Die Bahn hielt, die Türen schoben sich quietschend auf und die kalte dunkle Luft trug die Ausguck-Geschichte davon. Endstation. Aussteigen.

Montag, Februar 09, 2009

Web 2.0

Ich lebe ja so völlig in meiner eigenen Welt. Morgens wird nach Outlook direkt netvibes gestartet. Darüber laufen wie selbstverständlich sämtliche Webinformationen, die ich für notwendig halte. Ohne fühle ich mich sofort abgeschnitten von der Welt.
Twitter, Facebook, Blogs, Communities, Mails und RSS-Feed brauche ich, um zu überleben.
Umso erstaunter bin ich immer wieder von Leuten, die das gar nicht interessiert.
Umso mehr freut es mich, wenn jemand interessiert ist und neugierig erste Schritte im unbekannten Social Media Bereich unternimmt.
Gern steh ich dann zur Seite, erkläre und begeistere.
Umso mehr freut es mich auch, wenn solch entzückende Rückmeldungen bei mir ankommen:

"Hi!
Ja, jetzt nehme ich ein Bad im Web 2.0, allerdings fehlen mir noch der Badeschaum und die Düfte. Und wenn alles komplett ist, möchte ich Wellen machen, weiß nur noch nicht genau wie."

Donnerstag, Februar 05, 2009

Äh nun ja,

Ruhig ist es hier. Still. Um nicht zu sagen: totenstill. Seit Wochen habe ich keinen vernünftigen Beitrag produziert. Aber dafür will ich mich gar nicht entschuldigen. Denn das war auch gut so.

Es ist nicht so, dass nichts passiert wäre. Eher im Gegenteil. Eine Menge ist passiert. Eine Menge wird noch passieren. Und eine Menge passiert hoffentlich nicht. Allerdings ist dies soviel, dass ich einfach nur mit mir beschäftigt war und bin. Ich weiß nicht so recht wo ich anfangen und wo ich aufhören soll. Obwohl aufhören im Moment gar nicht drin ist.

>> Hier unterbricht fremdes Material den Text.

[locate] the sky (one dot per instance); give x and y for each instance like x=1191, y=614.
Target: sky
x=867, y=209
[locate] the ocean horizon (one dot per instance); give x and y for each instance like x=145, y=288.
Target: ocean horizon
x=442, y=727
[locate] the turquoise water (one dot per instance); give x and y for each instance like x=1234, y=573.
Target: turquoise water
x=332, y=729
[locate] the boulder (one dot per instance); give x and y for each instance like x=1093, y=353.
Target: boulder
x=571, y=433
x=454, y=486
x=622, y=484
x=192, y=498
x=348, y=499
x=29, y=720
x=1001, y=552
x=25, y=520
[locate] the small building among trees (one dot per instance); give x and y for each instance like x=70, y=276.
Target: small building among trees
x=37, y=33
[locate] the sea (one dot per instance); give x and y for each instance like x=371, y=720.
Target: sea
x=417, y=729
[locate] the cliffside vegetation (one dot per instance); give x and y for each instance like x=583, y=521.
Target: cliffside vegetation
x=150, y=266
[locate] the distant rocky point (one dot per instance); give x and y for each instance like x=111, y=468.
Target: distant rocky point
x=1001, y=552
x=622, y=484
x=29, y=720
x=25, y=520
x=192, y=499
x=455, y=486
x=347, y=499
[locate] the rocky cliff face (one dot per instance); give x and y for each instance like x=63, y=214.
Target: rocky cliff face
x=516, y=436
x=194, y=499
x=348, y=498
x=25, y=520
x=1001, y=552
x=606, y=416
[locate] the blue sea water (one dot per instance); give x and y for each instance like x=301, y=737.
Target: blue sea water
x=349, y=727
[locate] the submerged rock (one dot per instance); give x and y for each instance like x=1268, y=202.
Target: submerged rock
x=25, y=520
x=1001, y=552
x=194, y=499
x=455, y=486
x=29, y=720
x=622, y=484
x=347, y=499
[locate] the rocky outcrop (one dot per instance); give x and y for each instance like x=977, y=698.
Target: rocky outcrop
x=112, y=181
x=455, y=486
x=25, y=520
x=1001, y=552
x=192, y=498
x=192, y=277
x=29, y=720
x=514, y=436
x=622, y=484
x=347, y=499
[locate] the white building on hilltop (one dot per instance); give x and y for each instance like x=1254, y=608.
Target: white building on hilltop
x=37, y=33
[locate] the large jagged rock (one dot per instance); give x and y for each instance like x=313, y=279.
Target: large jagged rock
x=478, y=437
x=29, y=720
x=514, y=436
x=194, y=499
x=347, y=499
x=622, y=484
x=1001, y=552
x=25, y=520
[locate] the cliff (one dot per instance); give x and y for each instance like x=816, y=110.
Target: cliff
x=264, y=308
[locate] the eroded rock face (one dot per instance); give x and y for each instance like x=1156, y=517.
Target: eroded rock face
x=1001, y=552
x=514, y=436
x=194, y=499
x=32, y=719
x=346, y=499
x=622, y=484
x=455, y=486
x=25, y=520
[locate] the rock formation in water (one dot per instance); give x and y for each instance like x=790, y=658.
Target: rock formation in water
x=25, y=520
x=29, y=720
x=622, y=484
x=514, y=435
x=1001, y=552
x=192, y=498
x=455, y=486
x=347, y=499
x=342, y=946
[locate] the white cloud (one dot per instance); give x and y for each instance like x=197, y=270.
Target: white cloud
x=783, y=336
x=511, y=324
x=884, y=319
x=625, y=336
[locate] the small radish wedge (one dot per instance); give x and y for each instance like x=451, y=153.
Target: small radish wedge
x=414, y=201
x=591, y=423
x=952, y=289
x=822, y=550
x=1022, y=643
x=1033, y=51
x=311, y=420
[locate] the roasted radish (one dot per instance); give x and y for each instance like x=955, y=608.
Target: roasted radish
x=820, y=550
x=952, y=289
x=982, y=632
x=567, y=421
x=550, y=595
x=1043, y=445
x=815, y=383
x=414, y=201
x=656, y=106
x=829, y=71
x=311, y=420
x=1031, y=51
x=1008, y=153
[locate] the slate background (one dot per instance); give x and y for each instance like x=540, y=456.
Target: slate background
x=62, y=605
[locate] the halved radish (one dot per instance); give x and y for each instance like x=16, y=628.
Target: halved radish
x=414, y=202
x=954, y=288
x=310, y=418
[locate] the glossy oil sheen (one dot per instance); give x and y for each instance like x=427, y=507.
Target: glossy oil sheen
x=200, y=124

Es gibt viele Gedanken und Überlegungen. Zwischenzeitlich hatte ich Zweifel ob ich überhaupt schreiben soll. Kann ich überhaupt schreiben? Ist das was ich schreibe gut, interessant oder überhaupt erwähnenswert? Oder ich bewegte mich von den Gedanken nach Qualität weg und fragte mich, ob ich überhaupt Lust habe zu schreiben. Bin ich ein Schreiberling oder mache ich mir da nur was vor? Kann ich das und will ich das überhaupt?

In jedem Fall habe ich eine Menge Ideen. Doch versprechen will ich an dieser Stelle nichts. Schließlich will ich mich ja nicht selbst unter Druck setzen. Der äußere Druck reicht mir im Moment völlig aus. Wenn ich soweit bin, dann ist es soweit und dann wird wieder regelmäßig gepostet. Ich freu mich drauf!